As of Oct. 6, 2.97 million homeowners remain in COVID-19-related forbearance plans, representing $614 billion in unpaid principal.
According to the report, last week’s decline of 649,000 forbearance cases represented the largest single-week drop since the beginning of the pandemic.
In the week prior, portfolio-held and private labeled security loans were largely responsible for the slight increase, with forbearance share gaining to 7.3% for a total of 28,000 new loans in forbearance.
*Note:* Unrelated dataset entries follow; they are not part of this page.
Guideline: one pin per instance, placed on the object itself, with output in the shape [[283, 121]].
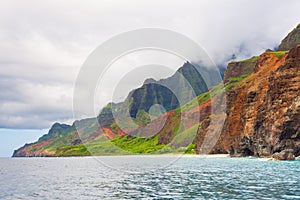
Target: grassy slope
[[61, 145]]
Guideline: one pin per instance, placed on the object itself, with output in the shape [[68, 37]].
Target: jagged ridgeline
[[291, 40], [184, 85]]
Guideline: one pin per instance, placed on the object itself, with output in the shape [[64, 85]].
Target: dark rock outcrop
[[264, 117], [287, 154]]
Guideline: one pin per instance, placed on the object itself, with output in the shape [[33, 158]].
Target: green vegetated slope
[[63, 140], [291, 40]]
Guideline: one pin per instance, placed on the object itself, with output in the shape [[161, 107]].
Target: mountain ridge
[[262, 118]]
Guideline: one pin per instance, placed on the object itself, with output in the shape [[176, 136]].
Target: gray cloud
[[44, 44]]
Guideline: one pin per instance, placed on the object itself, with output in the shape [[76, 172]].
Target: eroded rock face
[[264, 117], [291, 40], [287, 154]]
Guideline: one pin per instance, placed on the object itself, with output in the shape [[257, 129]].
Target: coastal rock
[[287, 154]]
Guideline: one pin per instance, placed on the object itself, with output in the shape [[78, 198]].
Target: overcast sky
[[44, 44]]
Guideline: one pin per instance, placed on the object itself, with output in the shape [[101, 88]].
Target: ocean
[[149, 177]]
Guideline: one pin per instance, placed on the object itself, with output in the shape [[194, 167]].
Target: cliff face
[[262, 116], [263, 110], [291, 40]]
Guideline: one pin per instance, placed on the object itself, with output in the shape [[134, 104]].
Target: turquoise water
[[146, 177]]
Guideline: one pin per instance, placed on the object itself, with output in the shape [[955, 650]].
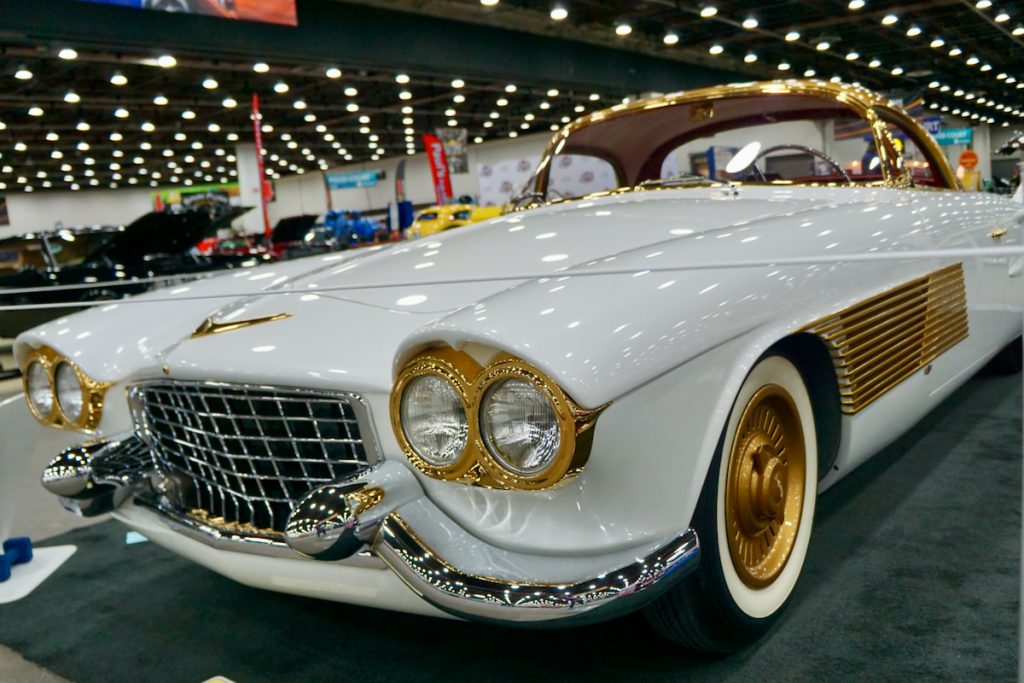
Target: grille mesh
[[250, 453]]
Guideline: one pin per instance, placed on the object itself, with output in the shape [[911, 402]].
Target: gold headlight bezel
[[476, 466], [93, 392]]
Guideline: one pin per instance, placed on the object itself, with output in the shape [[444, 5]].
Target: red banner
[[438, 168], [264, 195]]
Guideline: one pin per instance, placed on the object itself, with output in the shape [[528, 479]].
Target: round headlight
[[70, 394], [433, 419], [38, 386], [519, 427]]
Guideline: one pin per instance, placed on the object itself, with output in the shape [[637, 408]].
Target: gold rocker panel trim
[[880, 342]]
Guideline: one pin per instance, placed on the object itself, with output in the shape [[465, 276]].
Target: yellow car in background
[[439, 218]]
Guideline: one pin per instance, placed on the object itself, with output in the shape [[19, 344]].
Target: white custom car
[[617, 401]]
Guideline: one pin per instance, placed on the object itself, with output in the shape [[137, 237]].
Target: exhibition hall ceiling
[[75, 115]]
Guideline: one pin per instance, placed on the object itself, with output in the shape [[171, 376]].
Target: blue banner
[[351, 179], [954, 136]]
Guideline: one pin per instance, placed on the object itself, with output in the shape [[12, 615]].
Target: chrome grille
[[250, 453]]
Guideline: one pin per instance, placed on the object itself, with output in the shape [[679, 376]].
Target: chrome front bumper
[[384, 512]]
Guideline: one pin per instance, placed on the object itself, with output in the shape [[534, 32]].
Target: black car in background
[[117, 260]]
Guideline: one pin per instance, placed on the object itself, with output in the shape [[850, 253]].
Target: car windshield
[[781, 138]]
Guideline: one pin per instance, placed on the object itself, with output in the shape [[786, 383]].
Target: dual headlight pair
[[506, 425], [59, 393]]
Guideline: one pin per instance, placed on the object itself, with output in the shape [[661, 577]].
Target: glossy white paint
[[669, 349]]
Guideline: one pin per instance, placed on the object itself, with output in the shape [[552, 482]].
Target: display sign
[[267, 11], [954, 136], [969, 160], [350, 179], [455, 140], [438, 168]]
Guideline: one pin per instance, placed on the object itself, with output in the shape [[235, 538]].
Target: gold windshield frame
[[873, 109]]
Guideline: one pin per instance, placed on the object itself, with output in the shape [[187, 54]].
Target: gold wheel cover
[[764, 486]]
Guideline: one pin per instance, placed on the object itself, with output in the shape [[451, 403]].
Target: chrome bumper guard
[[334, 521], [347, 518]]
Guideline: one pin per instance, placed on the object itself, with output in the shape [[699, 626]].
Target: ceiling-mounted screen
[[269, 11]]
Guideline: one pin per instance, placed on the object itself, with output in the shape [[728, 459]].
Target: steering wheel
[[806, 150]]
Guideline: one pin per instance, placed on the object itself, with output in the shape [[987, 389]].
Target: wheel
[[753, 518], [1008, 361]]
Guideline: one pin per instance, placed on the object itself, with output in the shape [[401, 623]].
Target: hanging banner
[[266, 11], [455, 140], [438, 168], [264, 188]]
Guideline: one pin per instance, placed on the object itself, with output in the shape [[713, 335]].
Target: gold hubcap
[[764, 486]]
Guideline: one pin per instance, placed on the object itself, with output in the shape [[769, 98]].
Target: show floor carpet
[[913, 573]]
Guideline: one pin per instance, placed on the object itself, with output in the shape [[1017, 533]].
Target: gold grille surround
[[882, 341]]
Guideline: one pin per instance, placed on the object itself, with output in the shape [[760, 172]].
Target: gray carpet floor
[[913, 573]]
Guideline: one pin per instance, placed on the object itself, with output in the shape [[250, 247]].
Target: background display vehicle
[[566, 414], [51, 267]]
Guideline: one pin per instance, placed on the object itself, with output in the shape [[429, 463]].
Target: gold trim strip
[[884, 340]]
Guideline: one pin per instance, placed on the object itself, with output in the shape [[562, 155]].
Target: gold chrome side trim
[[880, 342], [476, 466], [93, 392], [211, 327]]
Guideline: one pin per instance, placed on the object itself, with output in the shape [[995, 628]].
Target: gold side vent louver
[[882, 341]]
However, last week those same loans led the record decline after falling nearly a quarter (-24%) from the week prior, boasting a 228,000 reduction.
The rate for home loans in Ginnie Mae securities, primarily mortgages backed by the Federal Housing Administration or the Veterans Administration, also fell by 208,000, to 9.4% from 11.2% of active forbearances.
The forbearance rate for mortgages backed by Fannie Mae and Freddie Mac also played a major roll in the decline with 213,000 less mortgages in GSE forbearances – falling from 4.7% to 4%.
As the first wave of active forbearances from April expire in the initial six-month term, the overall national forbearance rate fell to 5.6% from 6.8% the week prior.
Black Knight estimates the significant drop could signal the beginning of long-term improvement and expects continued forbearance reduction moving forward. According to the report, an additional 800,000 forbearance plans are slated to reach the end of their initial six-month term.
A recent delinquency report from Black Knight revealed that of 2.4 million homeowners previously recorded leaving forbearance, 1.8 million are currently performing, while another 363,000 have since paid off their mortgages in full.
Ben Graboske, data and analytics president at Black Knight said Americans now have the most equity available to them in history, however, 9% of those in forbearance have less than 10% equity in their homes.
“Just 54,000 loans at present represent significant risk – having left forbearance, are past due and not engaged in loss mitigation efforts. Seventy percent of those were already delinquent in February, before COVID became a factor,” Graboske said.
A recent study from the Urban Institute also found that nearly 400,000 mortgage borrowers are “needlessly delinquent” as a result of the COVID-19 pandemic who did not use available forbearance options.